The Agency for Healthcare Research & Quality (AHRQ) has a list of recommendations regarding breast cancer screening. The first recommendation from the AHRQ is annual mammograms for women aged 40 or older.
This recommendation comes with the qualification that there is some level of dispute regarding this necessity. However, it is recommended by the American College of Obstetricians and Gynecologists (ACOG). Indeed, there has been some recent confusion over this and the AHRQ recognizes that there is some dispute. However, should you have any doubt, read the article from source, Daniel Kopans, MD: There Should Be No Confusion About Breast Cancer Screening
The remaining recommendations from the AHRQ are based on consensus and expert opinion in the field:
- Annual clinical breast exam for women aged 40 years and older.
- Clinical breast exam every 1-3 years for women aged 20–39 years.
- Encourage breast self-awareness and breast self-examination with direction for women to report any changes in their breasts to their medical providers.
- Education of women on the predictive value of mammography along with the possibility of false-positive results and false-negative results.
- Women should be advised of additional imaging or biopsies that may be suggested by the screening results.
- Enhanced screening for women estimated to have a lifetime risk of breast cancer of 20% or greater based upon risk assessment.
- Enhanced screening for women who test positive for BRCA1 and BRCA2 mutations with discussion of risk reduction methods.
Duty to Inform the Patient of Risk Factors
Under New Mexico Jury Instruction §13-1104C, there is a duty to inform the patient of “what a reasonably prudent patient would regard as material to [his] [her] decision.” Clearly, a patient would want to know of the breast cancer risk factors and particularly any that directly apply to her.
The patient cannot possibly make informed treatment decisions without knowing her own individual risks. In turn, the risks can be known only through a risk assessment.
And where there are clearly heightened risks for a patient, there is a both a duty to conduct further diagnosis as well as to refer to an appropriate specialist.

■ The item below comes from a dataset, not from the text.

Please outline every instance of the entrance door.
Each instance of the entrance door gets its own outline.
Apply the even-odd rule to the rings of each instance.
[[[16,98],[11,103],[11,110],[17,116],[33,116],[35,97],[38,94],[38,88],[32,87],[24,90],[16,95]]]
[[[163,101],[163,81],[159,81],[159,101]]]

Patients do have duties themselves. This would entail honest and full disclosure of risk factors when asked by the medical provider.
There is a jury instruction for this as well. New Mexico Jury Instruction §13-1110 states rather succinctly:
“Every patient has a duty to exercise ordinary care for the patient’s own health and safety. A patient who fails to do so is negligent.”
This does not mean that the doctor can pass on responsibility to the patient for medical care. It does not relieve the doctor of inquiring into and addressing risk factors. The patient will not bear the full burden of identifying and cataloging all her risk factors.
On the other hand, it is most certainly in the patient’s self-interest to be proactive in identifying her risk factors. In light of the high level of diagnostic errors in breast cancer, it is safe to say that a patient cannot necessarily rely upon her doctor. In the end, it will be little comfort in knowing that you have a medical malpractice claim because the doctor should have asked and didn’t.
One thing that is certainly worth doing, particularly in the case where the medical provider is simply not asking the question or the right questions is to do a self-assessment which can be done with the National Cancer Center’s Breast Cancer Risk Assessment Tool.
And if your doctor is not asking these questions, the next thing you should do is get a new doctor!